Soviet President Konstantin Chernenko failed to appear at a Kremlin election rally tonight, and the Soviet people were told for the first time that their leader is in poor health.

Chernenko, 73, was to make a traditional address on the eve of elections when his Politburo colleague, Viktor Grishin, announced that the Soviet leader would not attend the rally "on doctor's recommendation." In a nationally televised speech, Grishin said that he was asked by Chernenko to convey his "cordial greetings and best wishes" to the voters of his district and the people of Moscow.

For Soviet audiences, Grishin's reference to "doctor's recommendation" and the continued absence of Chernenko from public view suggest that the Kremlin chief is seriously ill.

Diplomatic observers here saw tonight's televised session as a signal that a new Kremlin transition is under way.

Chernenko was last seen in public Dec. 27.

The Soviet leader is said to suffer from circulatory difficulties connected with a chronic respiratory ailment. Some sources say he has asthma, while others describe his illness as emphysema.
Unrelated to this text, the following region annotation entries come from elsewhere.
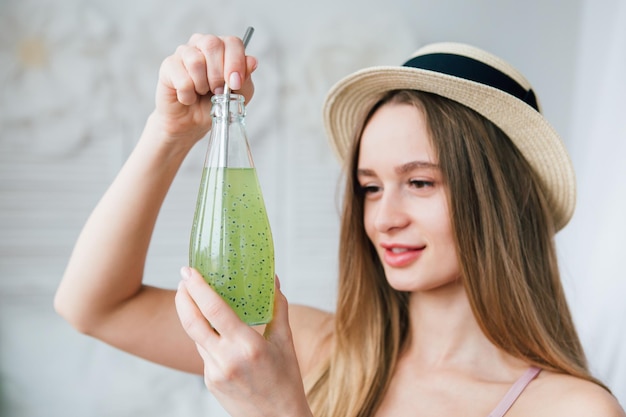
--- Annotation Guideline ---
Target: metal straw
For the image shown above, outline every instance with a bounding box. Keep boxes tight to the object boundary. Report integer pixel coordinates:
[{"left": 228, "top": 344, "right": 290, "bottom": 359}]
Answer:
[{"left": 222, "top": 26, "right": 254, "bottom": 167}]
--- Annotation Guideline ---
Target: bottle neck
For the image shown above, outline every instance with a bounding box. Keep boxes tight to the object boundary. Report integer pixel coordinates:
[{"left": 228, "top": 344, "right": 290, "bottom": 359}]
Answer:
[
  {"left": 205, "top": 94, "right": 254, "bottom": 168},
  {"left": 211, "top": 93, "right": 246, "bottom": 123}
]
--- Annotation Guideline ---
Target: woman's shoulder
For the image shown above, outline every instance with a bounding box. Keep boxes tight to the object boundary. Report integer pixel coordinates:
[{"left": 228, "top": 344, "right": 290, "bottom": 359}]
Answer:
[
  {"left": 519, "top": 371, "right": 626, "bottom": 417},
  {"left": 289, "top": 304, "right": 335, "bottom": 375}
]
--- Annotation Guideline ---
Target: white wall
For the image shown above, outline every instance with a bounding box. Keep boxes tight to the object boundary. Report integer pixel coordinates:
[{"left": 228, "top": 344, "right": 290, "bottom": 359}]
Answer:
[{"left": 0, "top": 0, "right": 620, "bottom": 417}]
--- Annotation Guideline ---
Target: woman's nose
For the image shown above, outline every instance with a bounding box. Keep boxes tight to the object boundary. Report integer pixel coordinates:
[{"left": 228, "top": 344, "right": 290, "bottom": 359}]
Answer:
[{"left": 374, "top": 192, "right": 410, "bottom": 232}]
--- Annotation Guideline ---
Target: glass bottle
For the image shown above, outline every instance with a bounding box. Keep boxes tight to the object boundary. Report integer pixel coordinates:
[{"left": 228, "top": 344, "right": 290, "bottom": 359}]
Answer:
[{"left": 189, "top": 94, "right": 274, "bottom": 326}]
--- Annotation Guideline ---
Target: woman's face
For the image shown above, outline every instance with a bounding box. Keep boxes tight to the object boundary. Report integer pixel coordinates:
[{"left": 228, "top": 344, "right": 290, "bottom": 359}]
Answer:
[{"left": 357, "top": 103, "right": 459, "bottom": 292}]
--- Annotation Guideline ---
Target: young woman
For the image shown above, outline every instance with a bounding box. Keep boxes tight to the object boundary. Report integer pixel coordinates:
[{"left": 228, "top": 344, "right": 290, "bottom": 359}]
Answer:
[{"left": 55, "top": 35, "right": 624, "bottom": 417}]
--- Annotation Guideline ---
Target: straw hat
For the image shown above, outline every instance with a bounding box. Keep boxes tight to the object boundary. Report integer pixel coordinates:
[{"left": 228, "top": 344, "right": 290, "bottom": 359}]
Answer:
[{"left": 324, "top": 43, "right": 576, "bottom": 230}]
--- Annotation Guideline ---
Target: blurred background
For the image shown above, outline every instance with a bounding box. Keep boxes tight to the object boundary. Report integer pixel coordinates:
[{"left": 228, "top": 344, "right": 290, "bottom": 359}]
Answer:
[{"left": 0, "top": 0, "right": 626, "bottom": 417}]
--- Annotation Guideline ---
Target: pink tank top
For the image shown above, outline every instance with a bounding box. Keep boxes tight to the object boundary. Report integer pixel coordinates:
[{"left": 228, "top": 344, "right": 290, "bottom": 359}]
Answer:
[{"left": 489, "top": 366, "right": 541, "bottom": 417}]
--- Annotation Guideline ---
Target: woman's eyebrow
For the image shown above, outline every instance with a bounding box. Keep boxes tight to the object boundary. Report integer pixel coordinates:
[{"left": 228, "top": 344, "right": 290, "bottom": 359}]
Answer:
[
  {"left": 395, "top": 161, "right": 439, "bottom": 175},
  {"left": 356, "top": 161, "right": 439, "bottom": 177}
]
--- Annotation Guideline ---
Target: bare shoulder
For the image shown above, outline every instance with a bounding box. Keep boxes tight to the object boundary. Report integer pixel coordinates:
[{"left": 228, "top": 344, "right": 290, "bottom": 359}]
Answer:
[
  {"left": 519, "top": 371, "right": 626, "bottom": 417},
  {"left": 289, "top": 304, "right": 335, "bottom": 376}
]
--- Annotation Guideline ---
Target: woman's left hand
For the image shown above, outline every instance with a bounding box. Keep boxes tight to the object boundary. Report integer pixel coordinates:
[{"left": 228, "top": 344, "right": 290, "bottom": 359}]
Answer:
[{"left": 176, "top": 267, "right": 311, "bottom": 417}]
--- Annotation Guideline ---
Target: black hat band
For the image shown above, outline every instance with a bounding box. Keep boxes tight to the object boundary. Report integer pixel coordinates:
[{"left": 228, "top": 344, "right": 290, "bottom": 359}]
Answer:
[{"left": 403, "top": 53, "right": 539, "bottom": 111}]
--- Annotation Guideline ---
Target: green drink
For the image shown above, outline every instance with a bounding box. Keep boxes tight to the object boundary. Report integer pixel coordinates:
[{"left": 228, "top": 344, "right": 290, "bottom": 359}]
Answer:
[{"left": 189, "top": 167, "right": 274, "bottom": 325}]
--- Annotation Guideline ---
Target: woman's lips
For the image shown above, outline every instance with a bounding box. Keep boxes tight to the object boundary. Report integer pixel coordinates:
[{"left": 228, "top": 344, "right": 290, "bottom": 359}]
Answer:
[{"left": 383, "top": 246, "right": 425, "bottom": 268}]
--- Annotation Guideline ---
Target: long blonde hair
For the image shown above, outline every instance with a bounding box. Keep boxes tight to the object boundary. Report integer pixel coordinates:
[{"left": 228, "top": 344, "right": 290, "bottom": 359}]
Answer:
[{"left": 306, "top": 90, "right": 601, "bottom": 417}]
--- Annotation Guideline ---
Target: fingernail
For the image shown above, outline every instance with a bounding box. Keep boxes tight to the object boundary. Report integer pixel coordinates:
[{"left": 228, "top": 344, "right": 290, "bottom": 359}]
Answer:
[
  {"left": 228, "top": 72, "right": 241, "bottom": 90},
  {"left": 180, "top": 266, "right": 191, "bottom": 279}
]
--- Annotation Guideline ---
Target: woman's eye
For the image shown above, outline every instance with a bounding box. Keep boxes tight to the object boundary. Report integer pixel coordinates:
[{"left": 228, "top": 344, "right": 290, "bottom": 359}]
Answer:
[
  {"left": 360, "top": 185, "right": 380, "bottom": 195},
  {"left": 409, "top": 180, "right": 435, "bottom": 188}
]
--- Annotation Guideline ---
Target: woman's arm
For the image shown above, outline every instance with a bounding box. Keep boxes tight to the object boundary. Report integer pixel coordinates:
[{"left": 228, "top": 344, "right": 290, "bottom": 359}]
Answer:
[{"left": 54, "top": 35, "right": 256, "bottom": 373}]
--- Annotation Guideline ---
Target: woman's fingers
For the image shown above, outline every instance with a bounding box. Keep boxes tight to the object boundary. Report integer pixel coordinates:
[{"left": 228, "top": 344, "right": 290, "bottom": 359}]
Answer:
[
  {"left": 179, "top": 267, "right": 249, "bottom": 342},
  {"left": 263, "top": 277, "right": 292, "bottom": 344},
  {"left": 175, "top": 274, "right": 219, "bottom": 346}
]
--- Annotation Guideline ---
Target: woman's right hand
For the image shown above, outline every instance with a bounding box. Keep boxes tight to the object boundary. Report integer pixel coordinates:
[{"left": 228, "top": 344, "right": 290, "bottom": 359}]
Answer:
[{"left": 151, "top": 34, "right": 257, "bottom": 145}]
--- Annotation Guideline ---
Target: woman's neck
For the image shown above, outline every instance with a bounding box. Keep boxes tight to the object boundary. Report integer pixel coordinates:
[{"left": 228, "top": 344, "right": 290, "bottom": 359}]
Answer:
[{"left": 403, "top": 282, "right": 523, "bottom": 372}]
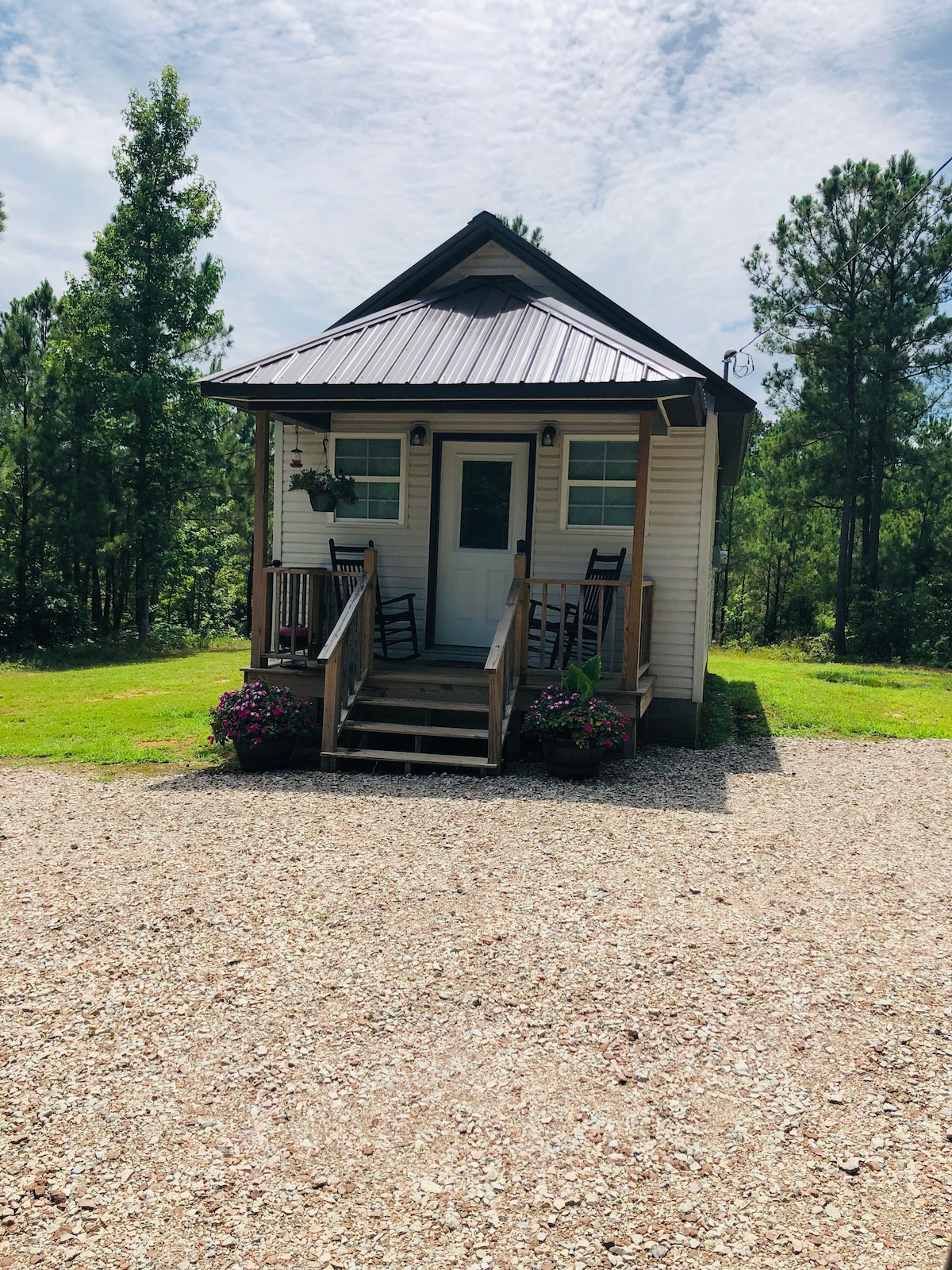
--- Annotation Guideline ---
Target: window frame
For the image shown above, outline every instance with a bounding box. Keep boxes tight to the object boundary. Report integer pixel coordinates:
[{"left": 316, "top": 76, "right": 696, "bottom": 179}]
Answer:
[
  {"left": 559, "top": 432, "right": 639, "bottom": 535},
  {"left": 330, "top": 429, "right": 410, "bottom": 529}
]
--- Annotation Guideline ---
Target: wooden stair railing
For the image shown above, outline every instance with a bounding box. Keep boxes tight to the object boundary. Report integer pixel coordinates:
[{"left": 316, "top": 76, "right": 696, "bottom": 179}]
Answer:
[
  {"left": 319, "top": 550, "right": 377, "bottom": 771},
  {"left": 484, "top": 576, "right": 525, "bottom": 771}
]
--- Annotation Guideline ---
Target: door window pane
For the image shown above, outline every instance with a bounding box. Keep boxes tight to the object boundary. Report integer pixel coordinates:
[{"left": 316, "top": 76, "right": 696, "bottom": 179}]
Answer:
[{"left": 459, "top": 459, "right": 512, "bottom": 551}]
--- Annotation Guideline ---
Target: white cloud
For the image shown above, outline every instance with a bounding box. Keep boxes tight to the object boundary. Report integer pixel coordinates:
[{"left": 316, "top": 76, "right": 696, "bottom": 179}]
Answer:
[{"left": 0, "top": 0, "right": 952, "bottom": 394}]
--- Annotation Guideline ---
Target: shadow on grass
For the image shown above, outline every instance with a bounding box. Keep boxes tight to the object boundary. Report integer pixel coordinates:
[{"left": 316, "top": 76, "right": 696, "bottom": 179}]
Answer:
[
  {"left": 0, "top": 633, "right": 249, "bottom": 671},
  {"left": 698, "top": 673, "right": 770, "bottom": 749}
]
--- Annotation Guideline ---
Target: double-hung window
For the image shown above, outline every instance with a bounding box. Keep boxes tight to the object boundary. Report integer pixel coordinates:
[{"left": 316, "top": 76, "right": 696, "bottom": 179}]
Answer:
[
  {"left": 563, "top": 437, "right": 639, "bottom": 529},
  {"left": 334, "top": 437, "right": 404, "bottom": 521}
]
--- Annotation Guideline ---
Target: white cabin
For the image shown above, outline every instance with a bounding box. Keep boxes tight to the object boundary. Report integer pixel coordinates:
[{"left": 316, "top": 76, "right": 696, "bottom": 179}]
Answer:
[{"left": 202, "top": 212, "right": 754, "bottom": 771}]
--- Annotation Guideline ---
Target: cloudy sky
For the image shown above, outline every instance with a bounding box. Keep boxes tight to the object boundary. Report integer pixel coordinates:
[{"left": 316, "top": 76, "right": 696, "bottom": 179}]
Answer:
[{"left": 0, "top": 0, "right": 952, "bottom": 387}]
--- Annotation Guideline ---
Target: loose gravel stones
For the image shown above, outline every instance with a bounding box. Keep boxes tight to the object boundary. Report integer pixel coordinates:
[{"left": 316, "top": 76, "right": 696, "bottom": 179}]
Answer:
[{"left": 0, "top": 741, "right": 952, "bottom": 1270}]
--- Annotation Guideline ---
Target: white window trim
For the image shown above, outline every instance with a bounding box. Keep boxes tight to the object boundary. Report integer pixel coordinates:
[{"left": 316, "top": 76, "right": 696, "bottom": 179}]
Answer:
[
  {"left": 559, "top": 432, "right": 639, "bottom": 536},
  {"left": 330, "top": 429, "right": 410, "bottom": 529}
]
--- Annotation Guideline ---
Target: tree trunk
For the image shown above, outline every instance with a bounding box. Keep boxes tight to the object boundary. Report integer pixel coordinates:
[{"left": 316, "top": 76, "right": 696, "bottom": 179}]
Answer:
[
  {"left": 86, "top": 555, "right": 103, "bottom": 631},
  {"left": 15, "top": 394, "right": 29, "bottom": 644},
  {"left": 135, "top": 406, "right": 152, "bottom": 639}
]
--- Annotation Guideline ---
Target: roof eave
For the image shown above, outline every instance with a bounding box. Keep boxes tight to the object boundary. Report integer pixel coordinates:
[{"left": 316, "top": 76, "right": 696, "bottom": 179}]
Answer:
[
  {"left": 328, "top": 212, "right": 757, "bottom": 410},
  {"left": 199, "top": 379, "right": 702, "bottom": 421}
]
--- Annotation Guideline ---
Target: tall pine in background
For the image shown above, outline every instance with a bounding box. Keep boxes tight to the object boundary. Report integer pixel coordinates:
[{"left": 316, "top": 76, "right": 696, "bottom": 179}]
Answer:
[
  {"left": 715, "top": 154, "right": 952, "bottom": 660},
  {"left": 65, "top": 66, "right": 227, "bottom": 637},
  {"left": 0, "top": 67, "right": 252, "bottom": 650}
]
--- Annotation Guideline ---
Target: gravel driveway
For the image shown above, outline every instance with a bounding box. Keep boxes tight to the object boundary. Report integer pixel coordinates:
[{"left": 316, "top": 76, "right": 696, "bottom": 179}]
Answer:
[{"left": 0, "top": 741, "right": 952, "bottom": 1270}]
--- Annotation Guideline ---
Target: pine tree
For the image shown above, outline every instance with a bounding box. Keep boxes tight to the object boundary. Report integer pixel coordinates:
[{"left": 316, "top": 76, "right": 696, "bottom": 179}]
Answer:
[{"left": 66, "top": 66, "right": 227, "bottom": 637}]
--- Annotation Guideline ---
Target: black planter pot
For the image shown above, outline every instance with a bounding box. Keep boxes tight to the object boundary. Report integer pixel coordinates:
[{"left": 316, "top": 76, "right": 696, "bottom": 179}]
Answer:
[
  {"left": 307, "top": 489, "right": 338, "bottom": 512},
  {"left": 542, "top": 737, "right": 603, "bottom": 781},
  {"left": 235, "top": 737, "right": 294, "bottom": 772}
]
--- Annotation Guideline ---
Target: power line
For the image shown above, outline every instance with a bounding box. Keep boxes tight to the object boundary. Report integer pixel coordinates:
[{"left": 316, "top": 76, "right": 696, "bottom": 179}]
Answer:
[{"left": 724, "top": 155, "right": 952, "bottom": 379}]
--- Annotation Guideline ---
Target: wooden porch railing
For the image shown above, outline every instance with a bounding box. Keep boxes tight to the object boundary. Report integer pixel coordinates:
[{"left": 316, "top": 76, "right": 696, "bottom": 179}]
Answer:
[
  {"left": 319, "top": 550, "right": 377, "bottom": 770},
  {"left": 260, "top": 567, "right": 375, "bottom": 668},
  {"left": 485, "top": 578, "right": 524, "bottom": 767},
  {"left": 523, "top": 578, "right": 631, "bottom": 675},
  {"left": 262, "top": 568, "right": 332, "bottom": 665}
]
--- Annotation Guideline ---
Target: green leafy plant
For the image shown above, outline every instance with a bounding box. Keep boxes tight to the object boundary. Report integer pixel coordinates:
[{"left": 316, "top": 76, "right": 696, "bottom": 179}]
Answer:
[
  {"left": 288, "top": 468, "right": 357, "bottom": 503},
  {"left": 208, "top": 679, "right": 311, "bottom": 745},
  {"left": 561, "top": 652, "right": 601, "bottom": 705},
  {"left": 523, "top": 656, "right": 632, "bottom": 749}
]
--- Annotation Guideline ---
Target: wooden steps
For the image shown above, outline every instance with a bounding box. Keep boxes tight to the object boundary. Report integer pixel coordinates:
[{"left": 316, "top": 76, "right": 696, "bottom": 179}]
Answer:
[
  {"left": 360, "top": 690, "right": 489, "bottom": 714},
  {"left": 341, "top": 719, "right": 489, "bottom": 741},
  {"left": 322, "top": 667, "right": 495, "bottom": 775},
  {"left": 322, "top": 749, "right": 495, "bottom": 772}
]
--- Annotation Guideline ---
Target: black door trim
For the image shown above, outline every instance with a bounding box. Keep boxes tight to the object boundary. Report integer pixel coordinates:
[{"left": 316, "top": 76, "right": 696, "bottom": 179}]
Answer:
[{"left": 424, "top": 432, "right": 538, "bottom": 648}]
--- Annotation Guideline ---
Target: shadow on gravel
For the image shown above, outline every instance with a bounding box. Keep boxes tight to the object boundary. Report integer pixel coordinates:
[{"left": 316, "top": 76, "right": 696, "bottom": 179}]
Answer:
[{"left": 152, "top": 738, "right": 781, "bottom": 814}]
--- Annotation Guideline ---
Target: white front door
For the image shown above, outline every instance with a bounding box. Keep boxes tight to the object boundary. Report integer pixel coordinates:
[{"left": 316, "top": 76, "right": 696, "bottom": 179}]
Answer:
[{"left": 436, "top": 441, "right": 529, "bottom": 648}]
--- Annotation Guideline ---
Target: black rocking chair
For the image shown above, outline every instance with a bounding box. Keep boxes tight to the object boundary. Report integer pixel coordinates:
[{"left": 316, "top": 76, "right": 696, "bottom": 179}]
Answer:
[
  {"left": 328, "top": 538, "right": 420, "bottom": 662},
  {"left": 528, "top": 548, "right": 628, "bottom": 671}
]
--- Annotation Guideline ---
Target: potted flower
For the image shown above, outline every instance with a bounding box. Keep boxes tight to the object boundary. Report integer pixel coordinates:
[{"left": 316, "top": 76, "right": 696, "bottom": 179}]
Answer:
[
  {"left": 288, "top": 468, "right": 357, "bottom": 512},
  {"left": 523, "top": 656, "right": 632, "bottom": 781},
  {"left": 208, "top": 679, "right": 311, "bottom": 772}
]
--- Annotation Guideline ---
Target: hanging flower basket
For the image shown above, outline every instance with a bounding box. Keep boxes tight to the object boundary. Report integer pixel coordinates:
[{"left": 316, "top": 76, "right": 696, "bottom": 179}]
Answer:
[
  {"left": 288, "top": 468, "right": 357, "bottom": 512},
  {"left": 307, "top": 489, "right": 338, "bottom": 512}
]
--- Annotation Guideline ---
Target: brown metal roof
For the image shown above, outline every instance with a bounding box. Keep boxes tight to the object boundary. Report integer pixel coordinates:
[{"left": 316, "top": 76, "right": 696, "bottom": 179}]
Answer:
[{"left": 203, "top": 277, "right": 700, "bottom": 396}]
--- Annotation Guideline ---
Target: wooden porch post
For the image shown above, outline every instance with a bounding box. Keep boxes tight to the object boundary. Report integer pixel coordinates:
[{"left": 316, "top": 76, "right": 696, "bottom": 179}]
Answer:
[
  {"left": 362, "top": 548, "right": 377, "bottom": 671},
  {"left": 251, "top": 410, "right": 271, "bottom": 669},
  {"left": 512, "top": 551, "right": 529, "bottom": 678},
  {"left": 622, "top": 410, "right": 651, "bottom": 692}
]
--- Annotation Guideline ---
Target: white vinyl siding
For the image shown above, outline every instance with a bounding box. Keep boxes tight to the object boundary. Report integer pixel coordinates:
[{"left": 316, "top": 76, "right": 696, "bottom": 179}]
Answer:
[
  {"left": 274, "top": 421, "right": 432, "bottom": 610},
  {"left": 424, "top": 243, "right": 579, "bottom": 307},
  {"left": 532, "top": 424, "right": 704, "bottom": 701},
  {"left": 645, "top": 428, "right": 706, "bottom": 701}
]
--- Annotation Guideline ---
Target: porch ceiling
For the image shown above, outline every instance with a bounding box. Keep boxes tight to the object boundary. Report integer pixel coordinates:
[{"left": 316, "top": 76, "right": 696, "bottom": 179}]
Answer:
[{"left": 201, "top": 275, "right": 703, "bottom": 409}]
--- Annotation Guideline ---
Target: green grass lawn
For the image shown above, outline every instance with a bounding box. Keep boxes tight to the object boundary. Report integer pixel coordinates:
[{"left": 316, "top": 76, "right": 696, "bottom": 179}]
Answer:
[
  {"left": 0, "top": 645, "right": 952, "bottom": 764},
  {"left": 702, "top": 649, "right": 952, "bottom": 745},
  {"left": 0, "top": 645, "right": 249, "bottom": 764}
]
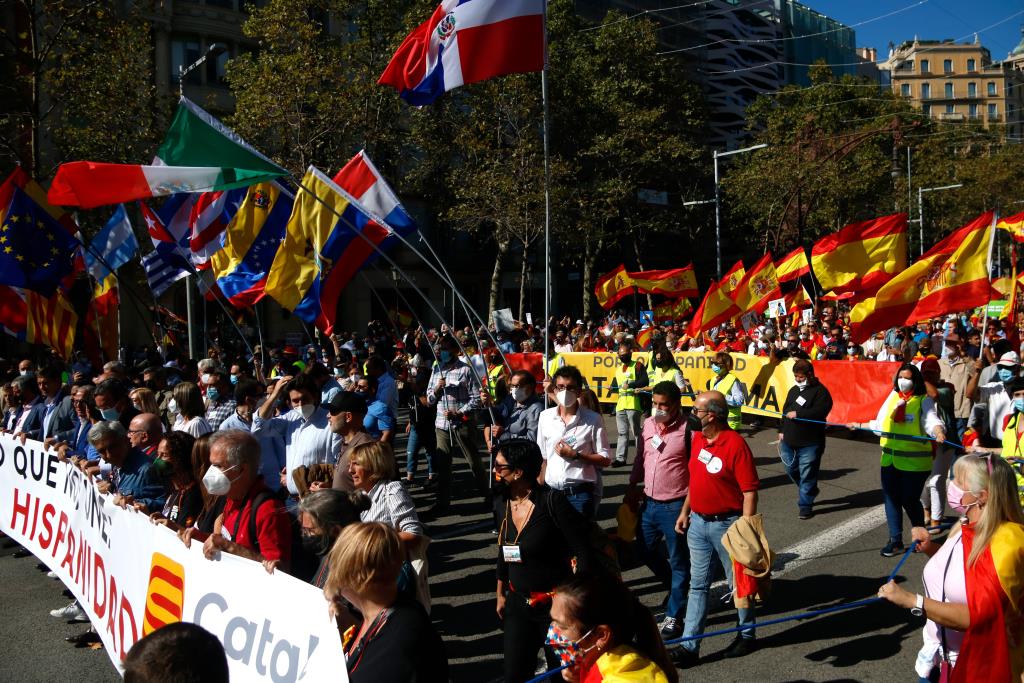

There have been reports that Chernenko was hospitalized in early January, that at some point his condition was serious, but that he had recovered sufficiently to go to his dacha outside Moscow. He was officially reported to have attended a meeting of the Politburo on Feb. 7.

There have been subsequent rumors, however, that Chernenko had suffered a relapse and that he continues ailing at a hospital outside Moscow. The rumors could not be confirmed.

A senior Soviet spokesman earlier today confirmed, however, that the Soviet leader is still ill by saying, "He has the right to be ill like any other person. That's quite a natural thing." Tonight the president's speech to his constituents was read at the rally, according to Tass. The news agency did not say who delivered the address. Soviet television carried only speeches by Grishin and several other persons who support Chernenko's candidacy to the Supreme Soviet of the Russian Federation in Sunday's balloting.

As he delivered his speech, Grishin was flanked by Politburo member Mikhail Gorbachev, the second-ranking figure in the party hierarchy, and Foreign Minister Andrei Gromyko.

It was not possible to determine public reaction to tonight's announcement. In general, Chernenko's eight-week absence has created far less apprehension in official circles than did the similar conditions of his two predecessors, Leonid Brezhnev and Yuri Andropov.

The Soviet media has been depicting Chernenko during the past weeks as personally supervising the affairs of state. A series of statements, letters and interviews have been issued in the leader's name as well.

A similar pattern was followed during the last months of Andropov's life.

In the speech that was read in his name, Chernenko assessed positively the achievements of his first year in power, spoke about plans for the economy and addressed the forthcoming celebrations of the 40th anniversary of the end of World War II in Europe.

Chernenko appealed to President Reagan to join him in reaffirming postwar commitments to good relations between the Soviet Union and the United States and called for revival of the spirit of cooperation that marked allied relations in the struggle against Nazi Germany.

In marking the 40th anniversary, Chernenko said, "The leaders of the Soviet Union and the United States could jointly reaffirm in a form suitable to both countries the essence and spirit of the main commitments undertaken by both countries at the end of the war and in the agreements reached in the 1970s." He said the main thrust of allied agreements at Tehran, Yalta and Potsdam "remain topical today."

Before the resumption of U.S.-Soviet arms control talks in Geneva next month, Chernenko restated Moscow's view that Washington is not prepared to negotiate sincerely, especially on the issue of curbing the arms race in outer space.

But he called on Reagan to approach the Geneva talks "seriously and in good faith" adding that "agreement is absolutely necessary and quite possible" despite gloomy predictions.

The Soviet leader also touched upon Moscow's relations with Peking, saying that these are improving gradually.

In general, the speech did not break any new ground. In the view of western diplomats, it seemed designed to portray Chernenko as being at work and running the country.